Edible Brownie Dough (with chickpeas!)
I’ve made this edible brownie batter more times than I can count, and judging by the 200 + five-star reviews, you all have too. This recipe went viral for a reason. It delivers that classic cookie dough texture and deep chocolate flavor without using raw flour or eggs. I blend chickpeas with nut butter, milk, cocoa powder, maple syrup, and vanilla until silky smooth, then fold in plenty of chocolate chips. The result is a rich, fudgy, high-protein treat that tastes like dessert but feels a little more nourishing!

Let Me Put You On to This
I never thought I’d be a dessert-hummus kind of person, but this recipe fully converted me. It’s smooth, rich, and deeply chocolatey. Everything you want from brownie batter without raw eggs, ovens, or complicated steps. Most edible dough recipes call for heat-treated flour, which feels like a whole thing. This one skips flour entirely and uses a simple chickpea base that blends up in minutes.

I usually keep a container in the fridge and grab spoonfuls all week (zero shame). It also makes the best last-minute party dip - especially when you casually mention what’s in it and watch everyone do a double take. And if chocolate isn’t your thing every day, you’ll probably love my edible cookie dough recipe too (it's also made with chickpeas..shhh).
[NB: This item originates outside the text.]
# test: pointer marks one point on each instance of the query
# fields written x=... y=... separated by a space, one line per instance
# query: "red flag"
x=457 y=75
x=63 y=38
Edible Brownie Dough Ingredients & Substitutions
This recipe starts with chickpeas (aka garbanzo beans), and while peeling the skins is a little annoying, it’s the secret to that smooth, creamy brownie batter texture. They get blended with creamy nut butter (cashew is my favorite), cocoa powder for deep chocolate flavor, maple syrup for sweetness, and a splash of nut milk to get everything perfectly scoopable. If your nut butter is unsalted, just add a pinch of salt.
Once it’s blended, fold in the chocolate chunks - the best part. Chocolate chips or even sprinkles work too. Simple ingredients, no baking, and very hard not to eat straight from the bowl!
How to make Edible Brownie Batter
This edible brownie batter recipe is probably one of the easiest recipes I have on the blog. The most time-intensive part is peeling the chickpeas which is well worth it for a smooth consistency.






Ansley's Tips
- Like my homemade hummus, this recipe is best when you remove the skins from the chickpeas. Yes, it's annoying but trust me, it's SO worth it. Removing the skins ensures a silky smooth consistency every time!
- Keep the food processor running when pulsing the chickpeas and nut milk. This keeps things moving and adds air to the mixture to make it nice and fluffy.
- Test taste the mixture before you transfer it to a separate bowl. Everyone's taste preferences are different. If you prefer things on the sweeter side, add a touch more maple syrup to make sure it's just how you like it!
Brownie Batter Variations
You can easily make this recipe your own with a few favorite add-ins:
- Add some rainbow sprinkles for a pop of color!
- Mix in some mini marshmallows and nuts for a rocky road style brownie batter.
- Use peanut butter chips or white chocolate chips in place of the chocolate.
Want more chocolate? Check out these other recipes on the blog!
PS : If you make this recipe, be sure to leave a star review and comment below! Also be sure to follow along with me on Instagram and Pinterest to stay up to date on all tasty recipes here at The Fit Peach!
Recipe

Chickpea Edible Brownie Batter
Ingredients
- 15 oz can chickpeas
- 2 tablespoon almond milk - or any milk
- 1 teaspoon vanilla extract
- ¼ cup maple syrup - depending on sweetness desire
- ½ cup nut butter - I used cashew butter
- ¼ cup cocoa powder
- ⅔ cup chocolate chunks
Instructions
- Rinse and drain the chickpeas and remove the skins. Place in a high-powered food processor and blend until well mixed.15 oz can chickpeas
- While the food processor is running, add in the nut milk, vanilla, and maple syrup and mix until creamy (about 2 minutes).2 tablespoon almond milk, 1 teaspoon vanilla extract, ¼ cup maple syrup
- Stop the food processor and add in the nut butter and blend again until well combined.½ cup nut butter
- Add in the cocoa powder and mix until thick and creamy, scraping down the sides as needed (at least 1 minute).¼ cup cocoa powder
- Transfer the mixture to a separate bowl and stir in the chocolate chunks and enjoy!⅔ cup chocolate chunks





This sounds yummy! I see the recipe allows for 8 servings with 259 calories per serving. What is the serving size? Thanks!
About 1/3 cup. I usually serve them in small mason jars.